Effective management of group A streptococcal (GAS) pharyngitis is hindered by impracticality of the gold standard diagnostic test: throat culture. Rapid antigen diagnostic tests (RADTs) are a promising alternative, although concerns about their sensitivity and specificity, and variation between test methodologies, have limited their clinical use. The objective of this study was to perform a systematic review with meta-analysis of the diagnostic accuracy of RADTs for GAS pharyngitis.

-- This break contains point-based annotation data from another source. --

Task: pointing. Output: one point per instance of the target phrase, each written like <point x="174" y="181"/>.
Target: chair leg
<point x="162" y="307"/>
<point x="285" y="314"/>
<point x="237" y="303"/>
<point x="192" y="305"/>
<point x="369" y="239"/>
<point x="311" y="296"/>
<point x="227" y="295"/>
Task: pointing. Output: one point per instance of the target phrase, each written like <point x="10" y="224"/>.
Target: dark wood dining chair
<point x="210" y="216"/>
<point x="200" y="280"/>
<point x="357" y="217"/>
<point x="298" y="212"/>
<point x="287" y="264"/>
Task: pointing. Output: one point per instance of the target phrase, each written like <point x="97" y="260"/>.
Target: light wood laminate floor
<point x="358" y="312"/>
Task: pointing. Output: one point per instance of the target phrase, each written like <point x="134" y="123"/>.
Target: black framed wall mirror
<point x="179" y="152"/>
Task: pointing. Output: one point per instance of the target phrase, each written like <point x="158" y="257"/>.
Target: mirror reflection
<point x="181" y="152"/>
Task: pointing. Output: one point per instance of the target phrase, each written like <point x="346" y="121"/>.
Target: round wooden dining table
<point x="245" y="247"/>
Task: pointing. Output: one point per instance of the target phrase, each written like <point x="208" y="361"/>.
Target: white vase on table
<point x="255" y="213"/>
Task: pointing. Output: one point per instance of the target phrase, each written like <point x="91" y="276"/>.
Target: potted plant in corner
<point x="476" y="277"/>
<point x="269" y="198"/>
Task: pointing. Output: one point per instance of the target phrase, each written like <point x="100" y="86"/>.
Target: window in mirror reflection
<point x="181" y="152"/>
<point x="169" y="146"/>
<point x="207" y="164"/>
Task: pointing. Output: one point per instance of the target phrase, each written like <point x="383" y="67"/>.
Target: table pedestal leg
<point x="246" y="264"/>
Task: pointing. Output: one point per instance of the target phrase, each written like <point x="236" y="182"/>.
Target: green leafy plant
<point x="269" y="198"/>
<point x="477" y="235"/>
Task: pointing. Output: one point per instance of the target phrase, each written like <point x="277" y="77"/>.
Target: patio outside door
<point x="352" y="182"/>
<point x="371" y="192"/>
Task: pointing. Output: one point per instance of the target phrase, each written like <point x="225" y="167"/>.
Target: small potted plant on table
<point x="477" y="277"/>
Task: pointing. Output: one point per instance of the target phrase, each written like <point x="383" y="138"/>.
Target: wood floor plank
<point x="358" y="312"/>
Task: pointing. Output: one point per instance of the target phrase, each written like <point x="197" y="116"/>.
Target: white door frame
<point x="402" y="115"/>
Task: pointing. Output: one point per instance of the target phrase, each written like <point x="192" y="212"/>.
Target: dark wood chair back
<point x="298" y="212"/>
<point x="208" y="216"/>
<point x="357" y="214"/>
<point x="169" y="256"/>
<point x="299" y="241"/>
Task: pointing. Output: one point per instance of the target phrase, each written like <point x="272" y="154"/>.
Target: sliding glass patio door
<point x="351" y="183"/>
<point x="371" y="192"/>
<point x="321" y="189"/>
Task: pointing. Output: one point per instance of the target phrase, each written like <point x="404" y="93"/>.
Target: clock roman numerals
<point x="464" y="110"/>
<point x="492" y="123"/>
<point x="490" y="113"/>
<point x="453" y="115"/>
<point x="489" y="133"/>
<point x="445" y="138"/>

Medline and Embase from 1996 to 2013 were used as data sources. Of 159 identified studies, 48 studies of diagnostic accuracy of GAS RADTs using throat culture on blood agar as a reference standard were selected. Bivariate random-effects regression was used to estimate sensitivity and specificity with 95% confidence intervals (CIs). Additional meta-analyses were performed for pediatric data.


A total of 60 pairs of sensitivity and specificity from 48 studies were included. Overall summary estimates for sensitivity and specificity of RADTs were 0.86 (95% CI 0.83 to 0.88) and 0.96 (95% CI 0.94 to 0.97), respectively, and estimates for pediatric data were similar. Molecular-based RADTs had the best diagnostic accuracy. Considerable variability exists in methodology between studies. There were insufficient studies to allow meta-regression/subgroup analysis within each test type.


RADTs can be used for accurate diagnosis of GAS pharyngitis to streamline management of sore throat in primary care. RADTs may not require culture backup for negative tests in most low-incidence rheumatic fever settings. Newer molecular tests have the highest sensitivity, but are not true point-of-care tests.